Synonyms and keywords: Glycogen storage disease type II; Pompe disease; acid maltase deficiency

Glycogen storage disease type II (also called Pompe disease or acid maltase deficiency) is a rare genetic disorder caused by a deficiency in the enzyme acid alpha-glucosidase (GAA) (EC 3.2.1.20 ), which is needed to break down glycogen, a stored form of sugar used for energy. It is the only glycogen storage disease with a defect in lysosomal metabolism, and was the first glycogen storage disease to be identified—in 1932. The build-up of glycogen causes progressive muscle weakness (myopathy) throughout the body and affects various body tissues, particularly in the heart, skeletal muscles, liver and nervous system. Transmission is by autosomal recessive inheritance; therefore, children have a 1 in 4 chance of inheriting the disease when both parents carry the abnormal gene. It is estimated to occur in about 1 in 40,000-300,000 births.

Variants

Pompe disease has historically been divided into three forms defined by age of onset and progression of symptoms (see below). More recently there has been a trend to divide the disease into two groups: infantile onset (involving the massive enlargement of the heart) and late onset (no heart enlargement):

Infantile, or early onset, is noticed shortly after birth. Symptoms include severe lack of muscle tone, weakness, and enlarged liver and heart.
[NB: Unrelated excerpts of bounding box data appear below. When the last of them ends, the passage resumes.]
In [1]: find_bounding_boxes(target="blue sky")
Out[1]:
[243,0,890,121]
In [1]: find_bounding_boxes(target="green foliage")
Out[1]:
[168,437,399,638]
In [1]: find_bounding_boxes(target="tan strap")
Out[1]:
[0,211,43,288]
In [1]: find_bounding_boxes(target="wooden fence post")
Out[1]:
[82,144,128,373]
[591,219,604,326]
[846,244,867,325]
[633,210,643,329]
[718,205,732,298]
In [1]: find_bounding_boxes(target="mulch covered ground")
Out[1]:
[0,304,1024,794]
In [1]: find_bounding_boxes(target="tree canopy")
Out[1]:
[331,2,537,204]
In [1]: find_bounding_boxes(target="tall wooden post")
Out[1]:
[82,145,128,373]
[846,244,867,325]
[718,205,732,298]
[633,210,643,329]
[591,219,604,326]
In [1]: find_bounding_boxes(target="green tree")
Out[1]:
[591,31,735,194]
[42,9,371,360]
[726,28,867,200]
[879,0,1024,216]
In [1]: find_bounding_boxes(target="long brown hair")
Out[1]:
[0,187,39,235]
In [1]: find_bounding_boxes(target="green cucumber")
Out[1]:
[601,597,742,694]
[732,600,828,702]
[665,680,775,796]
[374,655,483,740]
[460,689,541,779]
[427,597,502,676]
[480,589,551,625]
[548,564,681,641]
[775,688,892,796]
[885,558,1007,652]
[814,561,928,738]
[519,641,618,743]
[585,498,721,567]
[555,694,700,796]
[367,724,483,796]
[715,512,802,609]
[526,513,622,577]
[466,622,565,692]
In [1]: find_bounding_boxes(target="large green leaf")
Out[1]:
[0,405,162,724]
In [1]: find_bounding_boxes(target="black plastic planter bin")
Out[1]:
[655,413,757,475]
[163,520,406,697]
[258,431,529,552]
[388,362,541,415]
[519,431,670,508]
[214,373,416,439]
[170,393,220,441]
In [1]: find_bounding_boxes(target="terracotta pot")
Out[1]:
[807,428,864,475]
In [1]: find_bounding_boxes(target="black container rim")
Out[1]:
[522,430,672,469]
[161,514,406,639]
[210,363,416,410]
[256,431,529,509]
Mental function is not affected. Development appears normal for the first weeks or months but slowly declines as the disease progresses. Swallowing may become difficult and the tongue may protrude and become enlarged. Most children die from respiratory or cardiac complications before 2 years of age.

Juvenile onset symptoms appear in early to late childhood and include progressive weakness of respiratory muscles in the trunk, diaphragm and lower limbs, as well as exercise intolerance. Intelligence is normal.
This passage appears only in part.